Nulla hanno da invidiare, comunque, i Doppia Personalità che dopo circa due anni di assenza dal territorio triestino, tornano in occasione del concertone e come sempre non ci lasciano insoddisfatti. Tra una Mrs Biron ed un Triangolo delle Bermuda la resa sul palco risulta coinvolgente ed appassionante. Si capisce, guardandosi intorno, che forse un poco la gente si è disabituata ai loro live, perché mancavano da troppo. Mancavano davvero.
Nemmeno i Figli di Puff si risparmiano in quanto ad energia ed entusiasmo. Indubbiamente sono una band ben consolidata sul territorio e questo è in larga parte dimostrato dal calore del pubblico in ovazione.
Non potrebbe essere altrimenti; i ragazzi (e la violinista che è la prima donna dopo due ore ad esibirsi) sono musicisti impeccabili, che rendono il folk un genere amabile e lo portano ad un livello che non è più solo quello di nicchia.
Vero che non si può conoscere tutti, mi dispiace però aver scoperto solo ieri i Boomerangs. Di ciò che abbiamo assaporato ricordo con piacere le urla dalle forti venature punk e quel sound rude e sporco, praticamente magnifico.
Intanto il tempo vola; un po’ perché stare al banchetto comporta il contatto con gli artisti e gli acquirenti, un po’ perché gli organizzatori hanno fatto le cose per bene, i sound check sono rapidi ed efficaci, le band disciplinate e tutto si muove in modo naturale e con criterio.  Line up scelta con cura, il fonico ed il service hanno supportato con grande professionalità lo show.

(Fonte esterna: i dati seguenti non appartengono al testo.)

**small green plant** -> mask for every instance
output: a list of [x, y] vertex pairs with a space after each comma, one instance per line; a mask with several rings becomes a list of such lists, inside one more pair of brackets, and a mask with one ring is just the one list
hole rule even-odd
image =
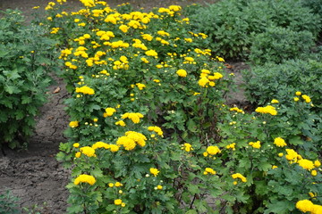
[[13, 196], [10, 191], [6, 191], [4, 193], [0, 193], [0, 213], [3, 214], [19, 214], [21, 210], [17, 202], [18, 198]]
[[[189, 17], [192, 29], [208, 35], [209, 47], [225, 58], [247, 58], [253, 36], [270, 27], [307, 30], [313, 39], [321, 30], [320, 16], [292, 0], [225, 0], [202, 7]], [[296, 44], [290, 45], [296, 49]]]
[[305, 91], [316, 106], [321, 110], [322, 63], [312, 60], [290, 60], [281, 64], [267, 63], [244, 70], [248, 99], [262, 105], [273, 98], [290, 103], [288, 97], [294, 91]]
[[313, 35], [309, 31], [292, 31], [282, 27], [270, 27], [265, 32], [253, 35], [250, 61], [255, 64], [280, 63], [309, 54], [314, 45]]
[[0, 19], [0, 146], [22, 145], [32, 134], [38, 108], [46, 102], [54, 70], [53, 40], [41, 26], [24, 26], [19, 11]]

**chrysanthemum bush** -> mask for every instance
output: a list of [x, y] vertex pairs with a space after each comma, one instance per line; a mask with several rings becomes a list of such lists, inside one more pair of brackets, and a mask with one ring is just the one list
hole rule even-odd
[[30, 24], [18, 10], [2, 12], [0, 19], [0, 147], [25, 145], [35, 116], [46, 102], [49, 70], [57, 69], [55, 41], [46, 29]]
[[72, 29], [56, 15], [45, 23], [69, 38], [70, 140], [57, 155], [72, 166], [69, 213], [295, 213], [301, 200], [315, 213], [320, 139], [309, 96], [252, 114], [229, 108], [224, 59], [186, 29], [180, 6], [123, 13], [81, 2], [64, 16]]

Sono le 20.00 ed arriva il momento di tre splendide pin-up: Les Babettes. Le loro voci si fondono completamente fino a diventare  un unico e soave agglomerato armonico. Si alternano durante l’esibizione, nessuna rimane mai al centro per più di un pezzo, nessuna toglie spazio all’altra, ognuna con la propria bellezza e femminilità ammalia il pubblico, soprattutto quello maschile.
Headliner della serata sono i Selton; brasiliani di nascita ma milanesi d’adozione, hanno infiammato gli animi grazie ad un viaggio che parte dal Brasile e si intreccia al pop più europeo, trascinando l’ascoltatore il quale si ritrova, forse anche suo malgrado, a muovere il corpo a ritmo di samba. Pezzi come Piccola Sbronza ed Across the Sea sono i pilastri del sound Selton.

Un’intera ora di conturbante ritmo in levare era ciò che ci si poteva aspettare come conclusione della giornata live. Ai Gimma Spliffa & Friends (dove i friends si alternano uno dopo l’altro on stage) non gli devi insegnare proprio nulla e tra sax, chitarre e dread infuocano gli spettatori con sonorità calde e voci sporche, un intreccio perfetto che fa assaggiare succosi sprazzi di Jamaica.
Non affatto lontano dallo spirito reggae sia nell’aspetto che nell’animo, tocca ad Andrea Kwalaman il compito di portare a termine la giornata con un lungo djset per intrattenere i recidivi che dopo un intero giorno di bevute, non si rassegnano a dover tornare a casa.
Noi, al contrario siamo esausti; fa freddo, l’umidità è entrata intrepida nelle ossa, carichiamo la macchina e ce ne torniamo a casa.

Ah si, quasi dimenticavo; come non citare l’intrepido conduttore Luca, che con la  giacchetta ed il cappello tipici dell’imbonitore circense, aveva l’arduo compito di presentare ogni singola band. Tanto esplodeva di energia sul palco, tanto era placido dietro le quinte, con l’aria di quello che sembra di no ma tutto controlla.

Dimenticavo pure i ragazzi di Impatto Visivo, che si sono fatti un mazzo non indifferente per le riprese dell’intera giornata. Più le interviste, più le foto.

Ah sì, e Stefano che curava i dj set tra gruppo e gruppo. E le Associazione AltraMusica e IFVG.